The president appeared to be referring to the Nord Stream 2 pipeline that would bring gas from Russia to Germany’s northeastern Baltic coast, bypassing Eastern European nations like Poland and Ukraine and doubling the amount of gas Russia can send directly to Germany. The vast undersea pipeline is opposed by the U.S. and some other EU members, who warn it could give Moscow greater leverage over Western Europe. It’s expected to be online at the end of 2019.

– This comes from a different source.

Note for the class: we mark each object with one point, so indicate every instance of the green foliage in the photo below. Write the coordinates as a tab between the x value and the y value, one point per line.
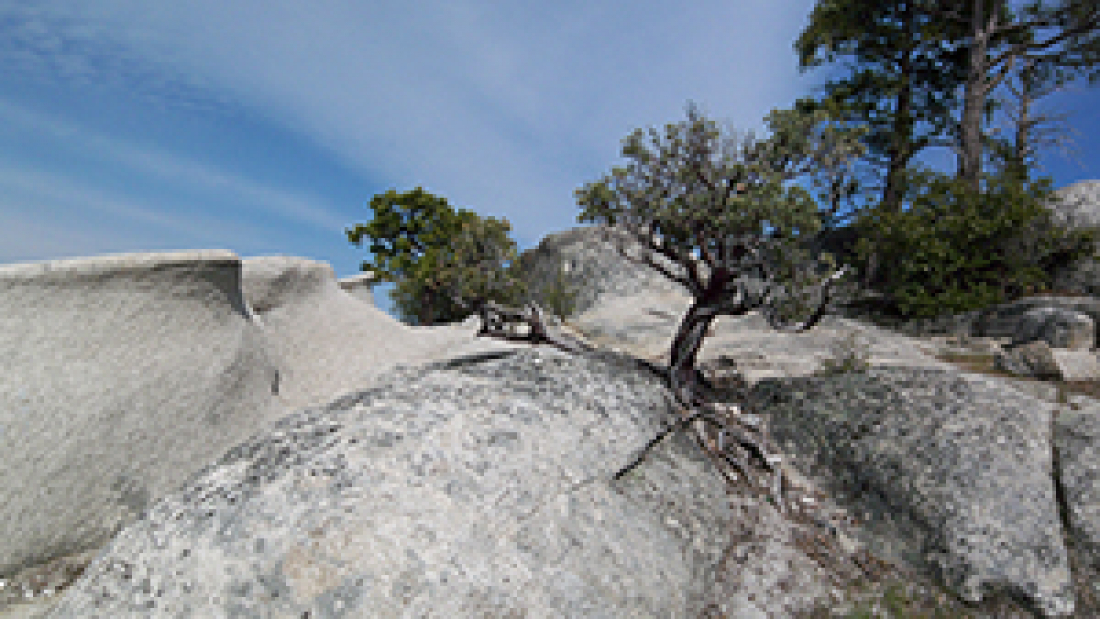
480	265
957	250
693	192
440	258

Environmental-conscious Germany is trying to reduce its reliance on coal and is phasing out nuclear power by 2022, so it hopes to use natural gas to partially fill the gap until the country’s electricity grid can cope with fluctuating levels provided by renewable energy. The alternatives, including U.S. supplies, are more expensive.

In their back-and-forth, Stoltenberg stressed to Trump NATO members have been able to work together despite their differences. “I think that two world wars and the Cold War taught us that we are stronger together than apart,” he told the president, trying to calm tensions.

Trump’s dramatic exchange with Stoltenberg set the tone for what was already expected to be a tense day of meetings with leaders of the military alliance as Trump presses NATO allies about their military spending ahead of his meeting next week with Putin.

“The United States is paying far too much and other countries are not paying enough, especially some. So we’re going to have a meeting on that,” Trump said, describing the situation as “disproportionate and not fair to the taxpayers of the United States.”

“They will spend more,” he later predicted. “I have great confidence they’ll be spending more.”

And with that, he went on to push allies at the summit to double their commitment on defense spending.

“During the president’s remarks today at the NATO summit, he suggested that countries not only meet their commitment of 2 percent of their GDP on defense spending, but that they increase it to 4 percent,” White House spokeswoman Sarah Huckabee Sanders said. She said the president raised the same issue at NATO last year and, “Trump wants to see our allies share more of the burden and, at a very minimum, meet their already stated obligations.”

However, a formal summit declaration issued by the NATO leaders Wednesday reaffirmed their “unwavering commitment” to the 2 percent pledge set in 2014 and made no reference to any effort to get to 4 percent.

Trump’s pipeline criticism was an unusual line of attack for a president who has proclaimed himself eager to improve relations with Russia’s Vladimir Putin and dismissed the U.S. intelligence community’s assessment that Russia tried to undermine Western democracy by meddling in the 2016 U.S. presidential election to help Trump win. Trump has long argued improving relaxations with Russia would be good for both nations.

Back in the U.S., Democratic leaders Nancy Pelosi and Chuck Schumer issued a joint statement describing Trump’s “brazen insults and denigration of one of America’s most steadfast allies, Germany,” as “an embarrassment.”

“His behavior this morning is another profoundly disturbing signal that the president is more loyal to President Putin than to our NATO allies,” they wrote.

Republican Sen. Orrin Hatch also took issue with Trump, saying “I don’t agree with that. Germans wouldn’t agree with that. They are a very strong people.”

However, Sen. Tom Cotton, R-Arkansas, a supporter of the president, said the pipeline issue strikes at the “heart of NATO unity.”